Traders and residents mourn the loss of their post office, their banks and building societies and many of the small local shops.

Clive Gordon, owner of Gordon's Jewellers, which has been trading in St James's Street for more than 40 years, said the street had to change to compete with the rest of Brighton.

He said: "The shops are totally different now, compared to 30 years ago. Some of the older residents are unhappy with the changes but this is our area's commercial centre which is its lifeblood.

"The concept of people shopping locally has changed so much, it almost doesn't exist anymore. St James's Street had to change with the times and local people's needs are still being catered for.

"We need to attract more visitors and draw in people off the seafront. Our restaurants and bars are brilliant for that.

"The street also has a lot of successful specialist shops that bring in people from outside the area.

"There have been a few teething troubles with the new traffic scheme but it has not really affected us. I think it will settle down even more in the next six to 12 months."

But other local businessmen, particularly in Upper St James's Street, believe the number of visitors has dropped by 25 per cent since the traffic was re-routed this year.

Bev Robbins, landlord of the Hand In Hand in Upper St James's Street, said: "The new traffic system is flawed and the street is much quieter. If you take cars away from a street it stops people going there.

"As it is, none of the traders stay here very long. It is such a transit community. But we are getting less shoppers in the street, traders are finding their takings are down and so more shops will close.
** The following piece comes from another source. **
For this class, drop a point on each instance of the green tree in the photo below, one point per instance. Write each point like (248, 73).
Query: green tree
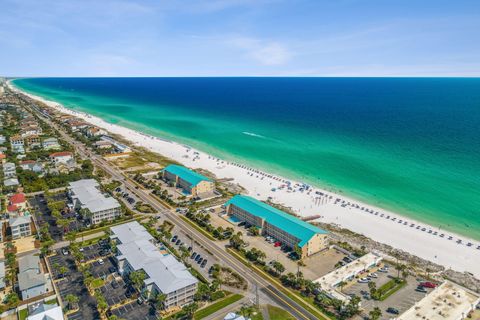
(375, 314)
(137, 278)
(72, 301)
It is having a real effect on local business.

"St James's Street should be a great location, it is more central than Churchill Square, but it is becoming impossible for people to access."

Mike O'Connell, of Blakers in St James's Street, agreed: "They keep blocking it off and blocking it off. In the end nobody will come here anymore.

"Very few traders can understand why so much money has been spent on traffic management. We never wanted this scheme in the first place and it is causing chaos.

"When they asked us what we wanted from the regeneration scheme we said safer pavements - meaning get rid of the crime, the drugs and the vagrants. Instead, all this money has been spent on re-routing traffic and widening the pavements."

But whatever happens to local traders, with thirteen cafes, restaurants and bistros alongside six pubs and more on the way, it seems the street's future lies in offering an alternative to Preston Street.